You’re creative and innovative and want to lead people to a new space in their lives? God may be asking you to consider becoming a Pioneer.
You already have a job you love but would like to minister at the same time? Training as a Reader with a focus on the local community could be the path for you.
Your first step might be as an Authorised Worship Assistant playing a key role in benefices where ministers can’t always be available. This could lead you on to training for Reader ministry or ordination. As a younger person, you may want to try our Ministry Experience Scheme to experience ministry in a range of settings including prisons, universities or health care.
You may start off as lay minister then choose another path, perhaps into paid ministry. In this diocese, we aim to make the transition as smooth as possible. We invest in people to provide opportunities and to help you find a clear path to your chosen vocation.
Whatever path you’re called to take, this is a diocese that invests in getting alongside you, helping you and our congregations and communities to flourish.
Steps to ordination
We believe all Christians are called to grow in their discipleship and faithfulness to Jesus Christ and to play their part in God’s mission.
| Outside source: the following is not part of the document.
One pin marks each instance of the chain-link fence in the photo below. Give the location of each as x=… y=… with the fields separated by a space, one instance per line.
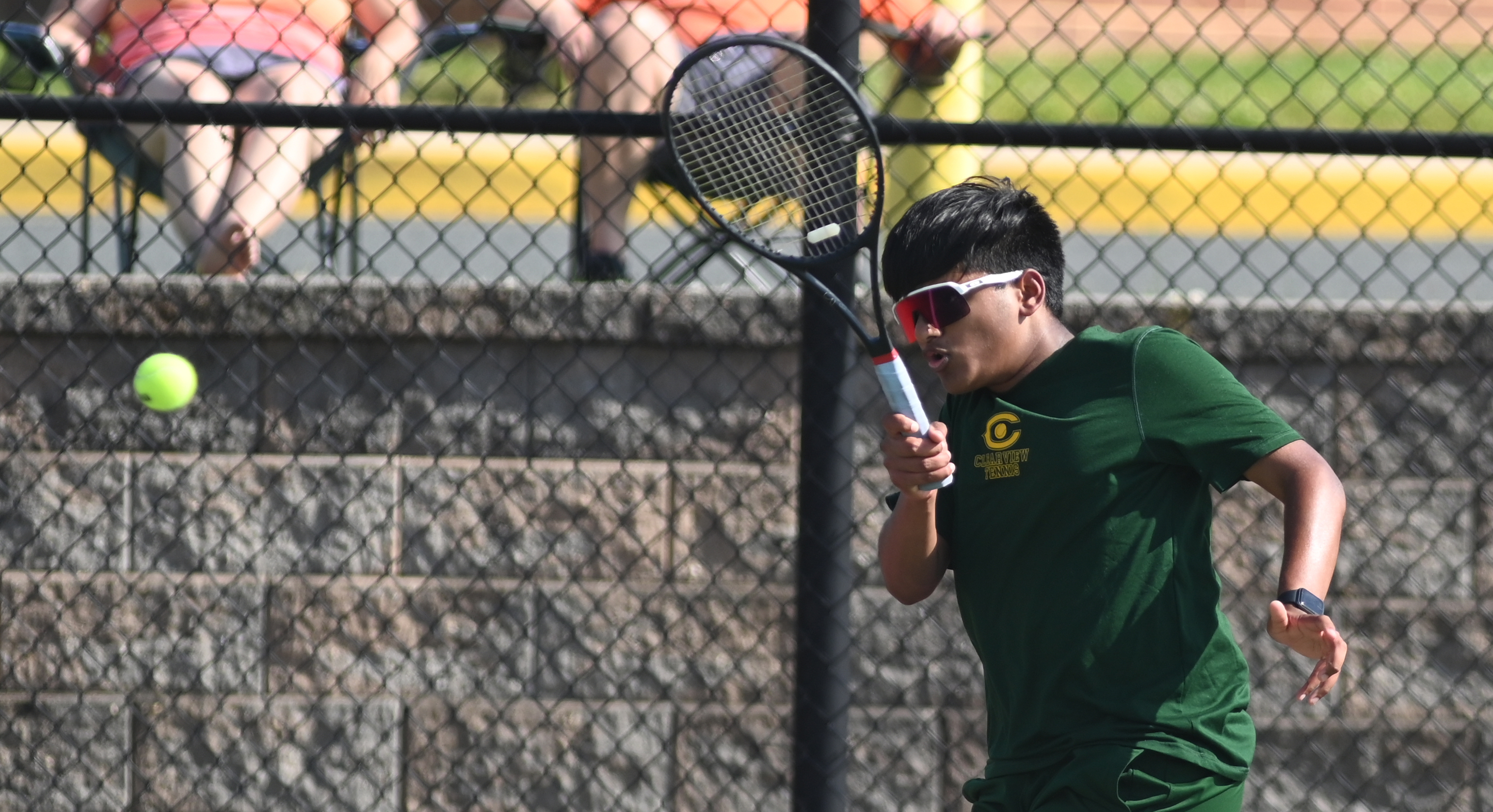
x=453 y=526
Sometimes God chooses us for a specific role of leadership in His church. If this is your calling, the first step is to talk to your church leader or chaplain or to one of our team of Vocations Advisors who will work with you to identify what type of ministry is right for your unique skills and talents.
If the path points towards ordination, your Bishop will send you to a selection residential known as a Bishop’s Advisory Panel who will decide whether to recommend you for ordination training.
On completion of your course at theological college, you will be ordained a deacon by your bishop and begin a curacy in a parish. Choosing to do your curacy in this diocese, you will be assured of full and friendly support along with plenty of resources. You will work alongside an experienced church leader, putting all you have learned into practice as you prepare for your own ministry.
If you are training for the priesthood, you are likely to be ordained after a year of curacy and be able to preside over Holy Communion. As deacon you will already have experience of weddings and baptisms in your ministry and indeed you may decide to remain a deacon. Whatever you decide, there’s a place for you in this diocese.